Advantages & Disadvantages of an LLP

The Limited Liability Partnership (LLP) integrates the ease of running a Partnership along with the the separate legal entity status and limited liability aspects of a company. What’s more is that such an entity has minimal compliance requirements and need not conduct an external audit of its books until it has a turnover of Rs. 40 lakh per year or a paid-up capital contribution of Rs. 25 lakh.

Advantages of LLP

Separate legal entity: An LLP is a separate legal entity. This means that it has assets in its own name and can sue and be sued. Furthermore, one partner is not responsible or liable for another partner’s misconduct or negligence.
No owner/manager distinction: An LLP has partners, who own and manage the business. This is different from a private limited company, whose directors may be different from shareholders. For this reason, VCs do not invest in the LLP structure.
Flexible agreement: The partners are free to draft the agreement as they please, with regard to their rights and duties.
Limited liability: The liability of the partners is limited to the extent of his/her contribution to the LLP. Unless fraud has been detected, the personal assets of the partner are protected from any liability of the LLP.
Fewer compliance requirements: An LLP is much easier and cheaper to run than a private limited company as there are just three compliances per year.
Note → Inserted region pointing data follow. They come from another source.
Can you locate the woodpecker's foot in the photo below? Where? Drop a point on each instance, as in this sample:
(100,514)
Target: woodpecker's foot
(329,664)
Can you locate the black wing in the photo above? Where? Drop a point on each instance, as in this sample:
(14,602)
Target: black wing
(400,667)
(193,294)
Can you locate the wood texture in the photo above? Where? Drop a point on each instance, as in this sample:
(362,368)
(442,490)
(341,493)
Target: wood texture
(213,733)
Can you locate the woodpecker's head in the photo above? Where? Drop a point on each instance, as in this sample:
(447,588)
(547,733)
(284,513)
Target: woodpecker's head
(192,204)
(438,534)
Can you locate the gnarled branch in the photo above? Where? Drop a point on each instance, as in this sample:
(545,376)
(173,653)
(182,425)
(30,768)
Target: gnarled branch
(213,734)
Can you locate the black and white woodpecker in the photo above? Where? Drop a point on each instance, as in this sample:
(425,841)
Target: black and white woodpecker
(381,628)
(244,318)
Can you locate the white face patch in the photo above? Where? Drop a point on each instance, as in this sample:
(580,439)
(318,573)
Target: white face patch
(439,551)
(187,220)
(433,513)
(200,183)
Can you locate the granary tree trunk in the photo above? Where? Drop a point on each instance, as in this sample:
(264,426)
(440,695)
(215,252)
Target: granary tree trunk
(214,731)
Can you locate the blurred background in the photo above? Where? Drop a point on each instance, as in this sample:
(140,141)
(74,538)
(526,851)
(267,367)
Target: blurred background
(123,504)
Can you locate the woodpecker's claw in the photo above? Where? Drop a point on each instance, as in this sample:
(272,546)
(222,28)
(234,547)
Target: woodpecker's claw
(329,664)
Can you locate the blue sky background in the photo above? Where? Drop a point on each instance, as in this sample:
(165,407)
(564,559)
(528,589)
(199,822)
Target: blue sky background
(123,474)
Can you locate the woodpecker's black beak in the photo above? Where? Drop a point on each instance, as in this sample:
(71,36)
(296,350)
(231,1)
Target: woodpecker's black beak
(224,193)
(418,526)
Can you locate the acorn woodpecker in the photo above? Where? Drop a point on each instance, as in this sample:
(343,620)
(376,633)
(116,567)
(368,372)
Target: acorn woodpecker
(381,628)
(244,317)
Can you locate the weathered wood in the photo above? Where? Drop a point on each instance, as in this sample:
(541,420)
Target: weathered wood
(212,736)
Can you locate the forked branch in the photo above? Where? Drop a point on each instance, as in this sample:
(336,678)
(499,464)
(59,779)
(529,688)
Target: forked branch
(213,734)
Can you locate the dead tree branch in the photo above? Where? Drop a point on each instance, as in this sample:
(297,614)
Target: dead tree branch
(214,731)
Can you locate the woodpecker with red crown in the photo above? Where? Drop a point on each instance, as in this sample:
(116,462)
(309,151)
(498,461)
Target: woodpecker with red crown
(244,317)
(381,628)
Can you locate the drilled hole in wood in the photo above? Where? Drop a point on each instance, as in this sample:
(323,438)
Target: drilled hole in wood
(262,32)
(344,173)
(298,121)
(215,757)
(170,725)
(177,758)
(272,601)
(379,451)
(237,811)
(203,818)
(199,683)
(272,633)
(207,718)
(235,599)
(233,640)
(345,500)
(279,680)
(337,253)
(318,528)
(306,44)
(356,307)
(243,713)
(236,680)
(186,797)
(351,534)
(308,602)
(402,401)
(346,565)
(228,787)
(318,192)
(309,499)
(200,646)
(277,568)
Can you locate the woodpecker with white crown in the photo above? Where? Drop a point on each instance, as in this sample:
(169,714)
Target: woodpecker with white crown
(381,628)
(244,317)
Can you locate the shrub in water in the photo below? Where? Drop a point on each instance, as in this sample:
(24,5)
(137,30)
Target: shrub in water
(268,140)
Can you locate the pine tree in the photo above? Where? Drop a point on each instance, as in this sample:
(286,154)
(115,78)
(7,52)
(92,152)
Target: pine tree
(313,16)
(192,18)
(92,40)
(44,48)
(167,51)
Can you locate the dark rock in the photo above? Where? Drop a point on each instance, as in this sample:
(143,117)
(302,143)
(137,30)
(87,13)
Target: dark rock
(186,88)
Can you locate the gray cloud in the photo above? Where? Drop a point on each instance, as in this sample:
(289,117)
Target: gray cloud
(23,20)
On the other hand, a private limited company has a lot of compliances to fulfil and conduct an audit of its books.
Easy to wind-up: Not only is it easy to start, it’s also easier to wind-up an LLP, as compared to a private limited company. While it still takes two to three months to complete this process, it can take over a year to close a private limited company.

Disadvantages of LLP

Inability to raise VC funding: VCs would be unwilling to invest in an LLP structure. This is because all ‘shareholders’ in an LLP must be partners, which have certain responsibilities toward the entity. No VC wants any of these responsibilities, and would, therefore, only invest in a private limited company.
Rights of partners: An LLP can be structured in such a way that one partner has more rights than another. So it isn’t a one vote per share system. So, some lesser partners may feel compromised if higher shareholders choose to move the business in a direction that affects their interests.
Greater penalties: An LLP’s compliances are minimal, but if you don’t complete them, you could end up paying more in fines than you would with a private limited company. These fines can escalate to Rs. 5 lakh for a single year.